В раннем детстве мы всей нашей семьей ходили по воскресеньям в церковь. Хорошо помню это древнее сооружение X–ХIII веков, построенное из больших темных и хорошо обтесанных камней. Из этих камней были сделаны и стены, и крыши, и полы церкви. Помню, что, когда надо было становиться на колени — а я повторял за отцом все, что он делал, — коленям было очень холодно.
В ту пору я, естественно, не задумывался над смыслом богослужения: сомнений в том, что Бог есть, у меня не появлялось. Так продолжалось до второго класса семинарии, когда я столкнулся со священником — нашим учителем закона Божьего.

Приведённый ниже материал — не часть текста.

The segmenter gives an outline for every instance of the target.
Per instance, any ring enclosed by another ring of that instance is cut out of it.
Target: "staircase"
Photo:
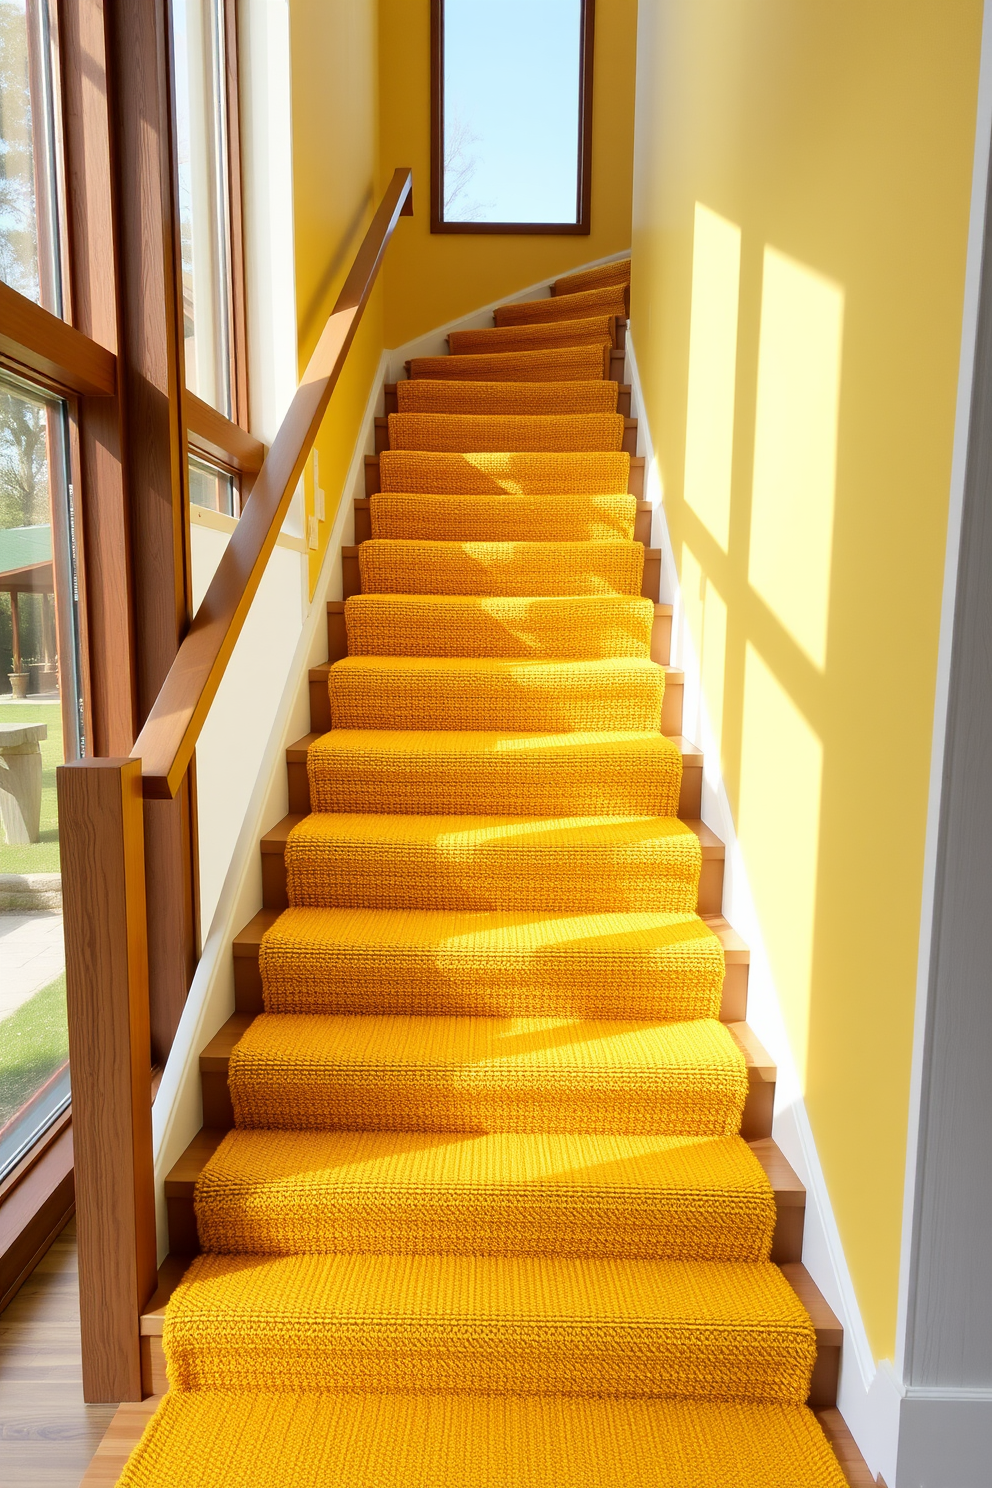
[[[126,1488],[871,1481],[681,731],[628,268],[386,389]]]

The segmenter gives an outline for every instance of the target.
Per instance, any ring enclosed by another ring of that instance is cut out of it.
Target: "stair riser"
[[[342,595],[350,599],[353,594],[362,593],[362,575],[358,566],[358,548],[342,548]],[[647,548],[644,553],[644,569],[641,577],[641,598],[650,599],[655,604],[661,593],[661,550],[658,548]]]
[[[389,442],[388,418],[377,418],[375,421],[375,452],[381,455],[383,450],[391,448]],[[623,443],[620,446],[628,455],[637,454],[637,420],[627,419],[623,431]]]
[[[562,685],[557,692],[534,688],[528,693],[519,686],[500,685],[498,680],[487,685],[477,676],[389,675],[384,668],[369,677],[358,668],[349,668],[331,679],[331,716],[336,728],[387,731],[646,733],[658,728],[664,685],[661,672],[638,671],[624,679],[626,686],[618,682],[615,689],[603,686],[601,679],[602,673],[596,685],[590,686],[586,676],[559,678]],[[507,814],[514,808],[497,809]]]
[[[387,382],[385,384],[383,397],[385,399],[385,413],[387,418],[391,413],[398,413],[399,406],[396,401],[395,382]],[[628,383],[621,383],[617,391],[617,413],[622,413],[624,418],[630,418],[630,386]]]
[[[372,536],[372,515],[367,496],[355,498],[354,513],[355,542],[367,542]],[[644,502],[638,507],[634,517],[634,541],[643,543],[645,547],[651,545],[651,515],[651,507]]]
[[[744,1022],[747,1016],[747,976],[746,962],[731,962],[727,966],[720,1004],[722,1022]],[[234,1007],[236,1012],[252,1016],[265,1011],[257,952],[251,956],[234,957]]]
[[[665,694],[661,703],[659,727],[663,734],[675,738],[682,732],[682,699],[685,684],[681,673],[669,675],[665,681]],[[326,734],[333,727],[331,722],[331,699],[327,691],[327,668],[313,667],[310,671],[310,732]]]
[[[374,496],[382,487],[379,481],[379,456],[365,456],[365,494]],[[636,496],[638,501],[644,500],[644,456],[631,456],[630,476],[627,480],[627,490],[631,496]]]
[[[808,1404],[811,1410],[829,1410],[837,1403],[840,1375],[840,1345],[818,1344]],[[162,1395],[168,1389],[165,1350],[160,1335],[141,1340],[141,1383],[146,1395]]]
[[[221,1061],[211,1061],[211,1063],[215,1062],[221,1063]],[[748,1094],[741,1118],[741,1136],[746,1142],[754,1142],[760,1137],[771,1136],[775,1086],[753,1070],[748,1074]],[[234,1107],[231,1104],[226,1068],[203,1069],[201,1061],[200,1083],[203,1092],[203,1125],[214,1127],[218,1131],[229,1131],[234,1125]],[[374,1126],[369,1127],[369,1122],[364,1115],[361,1116],[358,1124],[363,1129],[374,1129]]]
[[[288,759],[286,772],[289,777],[289,809],[291,812],[306,816],[310,810],[310,780],[307,775],[307,764],[305,759]],[[679,816],[683,821],[696,821],[700,814],[700,802],[703,789],[703,767],[701,764],[692,763],[682,765],[682,786],[679,795]],[[374,806],[373,797],[365,810],[378,809]],[[388,808],[387,808],[388,809]],[[466,811],[472,807],[466,804]],[[444,812],[449,808],[445,806]]]
[[[342,661],[348,655],[348,629],[345,624],[344,601],[332,600],[327,606],[327,660],[330,665]],[[672,613],[670,605],[657,605],[651,626],[651,660],[659,666],[669,666],[672,655]],[[669,680],[669,687],[678,685]]]
[[[577,317],[577,319],[580,319],[580,320],[587,320],[587,319],[590,319],[590,318],[597,319],[597,320],[600,319],[599,316],[593,316],[593,317],[579,316],[579,317]],[[612,319],[613,319],[613,354],[615,356],[626,356],[626,352],[627,352],[627,322],[626,322],[626,320],[621,319],[621,317],[619,315],[613,316]],[[540,324],[540,322],[538,322],[538,324]],[[534,328],[536,329],[536,327],[534,327]],[[486,326],[486,327],[484,327],[484,329],[485,330],[496,330],[497,327],[496,326]],[[522,330],[528,329],[528,327],[525,327],[525,326],[507,326],[507,327],[505,327],[505,329],[506,330],[514,330],[514,331],[522,331]],[[454,334],[457,335],[457,336],[460,336],[461,335],[461,332],[455,332]],[[447,340],[448,346],[450,348],[451,338],[450,337],[446,337],[445,339]],[[556,351],[558,349],[558,346],[560,344],[561,343],[551,342],[547,347],[536,347],[536,346],[535,347],[527,347],[526,350],[528,350],[528,351],[531,351],[531,350],[533,350],[533,351],[537,351],[537,350],[542,350],[542,351],[543,350]],[[575,344],[579,344],[579,343],[575,343]],[[456,345],[456,347],[458,347],[458,342],[457,341],[456,341],[455,345]],[[519,347],[517,349],[518,350],[523,350],[524,348],[523,347]],[[486,346],[484,349],[481,349],[481,350],[478,350],[478,351],[468,351],[468,352],[466,352],[464,346],[461,346],[461,347],[458,347],[457,350],[451,351],[450,352],[450,355],[451,356],[492,356],[492,355],[497,354],[498,351],[500,351],[500,350],[504,350],[505,351],[506,350],[506,347],[505,346],[502,346],[501,347],[499,345],[499,343],[497,343],[494,346]],[[622,380],[623,380],[622,377],[611,377],[611,381],[613,381],[613,382],[621,382]]]
[[[345,623],[344,600],[333,600],[327,606],[327,661],[335,664],[348,655],[348,626]],[[671,606],[656,604],[656,613],[651,623],[651,661],[659,667],[671,665],[672,615]],[[668,686],[678,686],[678,679],[669,679]]]
[[[699,876],[699,888],[697,892],[696,913],[701,915],[719,914],[723,907],[723,868],[722,857],[704,857],[702,870]],[[262,905],[265,909],[286,909],[289,898],[286,892],[286,862],[283,848],[276,844],[262,843]],[[617,908],[613,904],[608,908]],[[658,906],[652,905],[651,908]],[[568,910],[563,913],[572,913]],[[575,913],[583,913],[575,910]]]
[[[192,1193],[185,1194],[181,1198],[167,1198],[166,1208],[168,1212],[169,1222],[170,1253],[172,1255],[182,1256],[194,1256],[199,1254],[200,1238],[197,1233],[196,1212],[194,1209]],[[781,1265],[787,1261],[802,1260],[804,1215],[805,1210],[798,1207],[783,1208],[779,1206],[776,1210],[775,1231],[772,1237],[771,1259],[777,1264]],[[728,1223],[731,1222],[731,1220],[728,1220]],[[303,1253],[303,1251],[308,1248],[309,1240],[307,1239],[307,1235],[309,1235],[309,1233],[309,1231],[307,1231],[306,1235],[301,1233],[299,1237],[299,1244],[292,1247],[297,1251],[297,1253]],[[348,1243],[336,1244],[336,1242],[330,1238],[330,1236],[340,1235],[342,1233],[340,1226],[331,1225],[328,1233],[329,1239],[327,1248],[329,1250],[338,1248],[341,1251],[348,1251],[356,1248],[354,1245]],[[347,1230],[345,1230],[344,1233],[345,1235],[347,1235]],[[411,1252],[412,1242],[402,1239],[401,1234],[402,1232],[397,1231],[395,1226],[390,1228],[388,1232],[384,1233],[379,1238],[374,1246],[374,1249],[376,1249],[377,1251],[381,1251],[384,1254],[387,1252],[409,1254]],[[453,1236],[450,1241],[445,1242],[444,1249],[448,1251],[458,1251],[464,1253],[466,1250],[466,1246],[468,1246],[472,1251],[479,1254],[486,1253],[484,1240],[473,1239],[471,1236],[466,1238],[463,1229],[459,1229],[457,1237]],[[363,1247],[366,1249],[368,1248],[367,1239],[363,1241]],[[505,1251],[505,1249],[505,1237],[501,1239],[498,1244],[495,1244],[493,1246],[494,1253]],[[620,1253],[620,1251],[617,1249],[615,1239],[613,1238],[607,1240],[602,1245],[602,1247],[593,1247],[590,1246],[588,1243],[581,1244],[578,1238],[574,1238],[569,1244],[566,1244],[565,1239],[560,1232],[558,1234],[558,1237],[556,1238],[555,1249],[557,1253],[562,1255],[616,1255]],[[282,1253],[289,1254],[290,1248],[287,1246],[287,1248]],[[416,1246],[413,1246],[413,1253],[426,1254],[427,1252],[423,1249],[418,1250]],[[514,1253],[538,1254],[540,1253],[540,1251],[539,1249],[526,1252],[523,1250],[519,1250],[515,1251]],[[675,1258],[678,1258],[684,1254],[686,1259],[734,1259],[734,1257],[725,1257],[723,1255],[716,1254],[715,1252],[701,1257],[698,1247],[695,1246],[691,1241],[687,1243],[684,1251],[670,1244],[668,1248],[665,1249],[664,1252],[662,1252],[658,1248],[658,1242],[655,1237],[654,1231],[645,1232],[645,1240],[642,1246],[638,1247],[636,1245],[628,1245],[623,1250],[623,1254],[641,1255],[645,1259],[653,1259],[661,1254],[664,1254],[666,1257],[672,1256]]]

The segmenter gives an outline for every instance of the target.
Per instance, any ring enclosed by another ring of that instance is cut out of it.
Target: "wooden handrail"
[[[383,254],[399,218],[412,212],[413,172],[396,170],[258,472],[241,520],[131,751],[132,759],[141,760],[146,798],[169,800],[179,789],[341,376]]]

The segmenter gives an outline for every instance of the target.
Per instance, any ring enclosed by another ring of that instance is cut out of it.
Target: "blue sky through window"
[[[580,0],[445,0],[448,222],[575,222]]]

Это был суровый, никогда не улыбавшийся человек. Ласково он к нам не обращался, не допускал шуток, поэтому особого расположения к себе не вызывал. Он был явно не умен, твердя одно: Бог есть, все, что делается на свете, все от Бога, делается по божьему велению, Бог справедлив во всем. Никаких аргументов при этом не приводилось: мы должны были верить на слово.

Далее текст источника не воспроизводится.